According to the CFPB, 47% of mortgage applicants fail to shop around for their mortgage.
Most often, homeowners will refinance with their existing lender, thinking that lender will offer the best deal. Big mistake.
First, your existing lender doesn’t actually hold your loan, they are your mortgage servicer and you will have to apply with them just like any other lender.
Second, sometimes lenders will try to take advantage of their existing customer’s loyalty and charge higher fees compared with new customers.
Shopping around can really pay off, even if you want a particular lender.
For example, if you were to refinance with Quicken Loans through SELFi as opposed to directly with Quicken Loans or Rocket Mortgage, your interest rate will be around .625% less by using SELFi.
That’s right, same lender, same end result, much lower interest rate.
This is because Quicken Loans provides SELFi their wholesale interest rates which they do not offer through Rocket Mortgage.
Pro Tip: Learn about wholesale interest rates so you can get the lowest mortgage rate on your refi.
Number 2: You choose the wrong interest rate
Most people choose the lowest interest rate possible and end up paying points and fees. While that could be smart in the long run, you really want to think about how long you plan on holding the mortgage.
The opposite of points is receiving a lender credit.
In most instances, when comparing two interest rates, the homeowner would have been better off choosing a higher interest rate and receiving a lender credit to cover all of the fees.
This is because the homeowner ends up not having the mortgage long enough to reach the break-even point. The median length of home ownership is 9 years and you may end up refinancing again.
And if rates ever drop further, you can always lower your rate again at no cost. That way you won’t be kicking yourself for paying fees the first time.
When insiders refinance their mortgage, they don’t brag about their rate, they brag about having the lender pay them to refinance. Negative closing costs are a real thing.

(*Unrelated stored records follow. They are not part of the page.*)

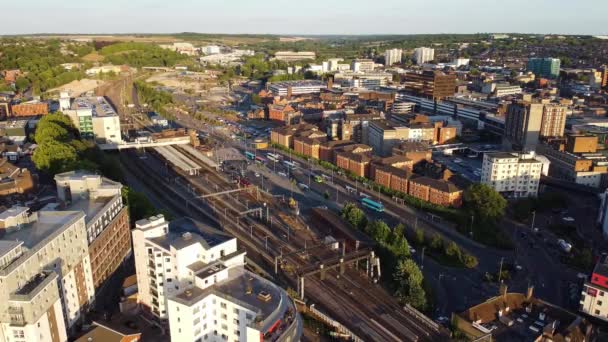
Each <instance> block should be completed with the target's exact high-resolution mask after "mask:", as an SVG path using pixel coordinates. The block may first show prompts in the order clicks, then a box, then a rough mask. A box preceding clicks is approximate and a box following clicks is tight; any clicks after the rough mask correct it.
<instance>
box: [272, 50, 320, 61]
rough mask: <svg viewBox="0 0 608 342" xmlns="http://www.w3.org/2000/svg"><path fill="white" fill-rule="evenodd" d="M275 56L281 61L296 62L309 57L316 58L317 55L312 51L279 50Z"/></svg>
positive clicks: (308, 57)
mask: <svg viewBox="0 0 608 342" xmlns="http://www.w3.org/2000/svg"><path fill="white" fill-rule="evenodd" d="M274 58H275V59H277V60H279V61H285V62H295V61H303V60H307V59H313V60H314V59H316V58H317V55H316V54H315V53H314V52H312V51H299V52H295V51H277V52H276V53H275V54H274Z"/></svg>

Pro tip: Inquire about negative closing costs in return for a higher rate. You can have the lender pay your property taxes, homeowners insurance, and even get up to $2,500 in a principal reduction.

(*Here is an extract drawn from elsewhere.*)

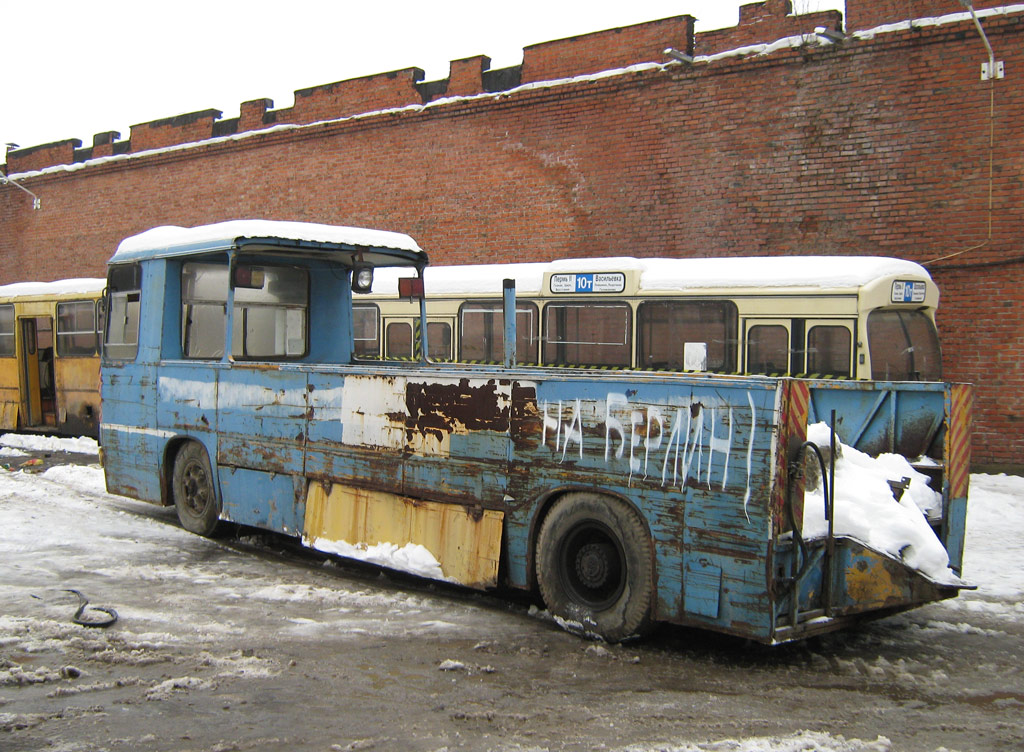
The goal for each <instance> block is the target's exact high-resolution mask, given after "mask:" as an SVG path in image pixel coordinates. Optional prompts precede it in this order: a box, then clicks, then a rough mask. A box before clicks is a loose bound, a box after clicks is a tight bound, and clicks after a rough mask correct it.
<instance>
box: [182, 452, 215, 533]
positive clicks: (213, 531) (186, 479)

Number 3: You take a small amount of cash-out
Cash-out refinances have slightly higher interest rates than rate and term refinance.
Cash-out refinances can make sense when you’re paying off debt and improving your home.

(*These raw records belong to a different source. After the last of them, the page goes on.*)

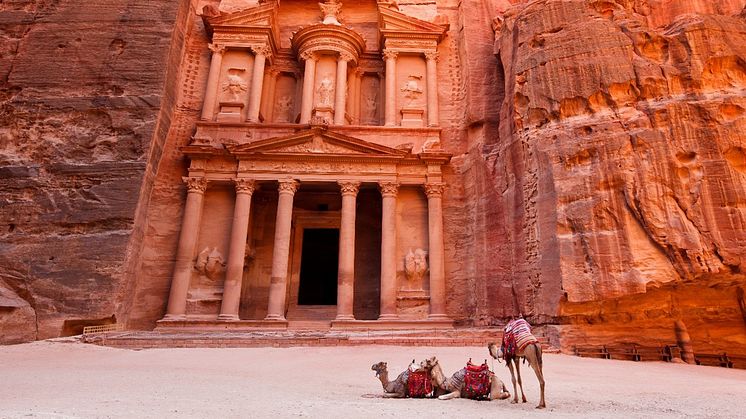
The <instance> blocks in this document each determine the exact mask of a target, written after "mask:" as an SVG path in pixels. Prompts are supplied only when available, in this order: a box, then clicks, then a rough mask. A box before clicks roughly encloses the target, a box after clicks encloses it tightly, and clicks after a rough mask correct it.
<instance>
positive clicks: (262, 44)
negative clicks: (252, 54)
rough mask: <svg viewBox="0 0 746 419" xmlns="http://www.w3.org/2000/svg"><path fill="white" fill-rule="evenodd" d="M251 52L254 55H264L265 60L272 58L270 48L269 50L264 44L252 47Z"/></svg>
mask: <svg viewBox="0 0 746 419" xmlns="http://www.w3.org/2000/svg"><path fill="white" fill-rule="evenodd" d="M251 50H252V51H253V52H254V54H256V55H264V56H265V57H267V58H270V57H272V48H270V47H269V45H266V44H261V45H252V46H251Z"/></svg>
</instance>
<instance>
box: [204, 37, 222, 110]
mask: <svg viewBox="0 0 746 419" xmlns="http://www.w3.org/2000/svg"><path fill="white" fill-rule="evenodd" d="M209 48H210V51H212V58H211V59H210V74H209V75H208V76H207V86H206V87H205V100H204V102H203V103H202V119H203V120H207V121H212V120H213V118H214V117H215V101H216V100H217V96H218V82H219V81H220V69H221V66H222V63H223V54H224V53H225V46H223V45H216V44H210V45H209Z"/></svg>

What doesn’t make sense is pulling out a small amount of cash, say $10,000.
When you refinance on a rate and term you can take some “cash-out” by structuring the loan creatively.
Even on a rate and term refinance, you’re allowed to get a maximum of $2,000 cash back, go two months without a payment, and get your escrow refunded by your existing servicer.
Pro Tip: If you want to take a small amount of cash-out, consider creatively structuring the loan so you can “take cash-out” without paying for it in the rate.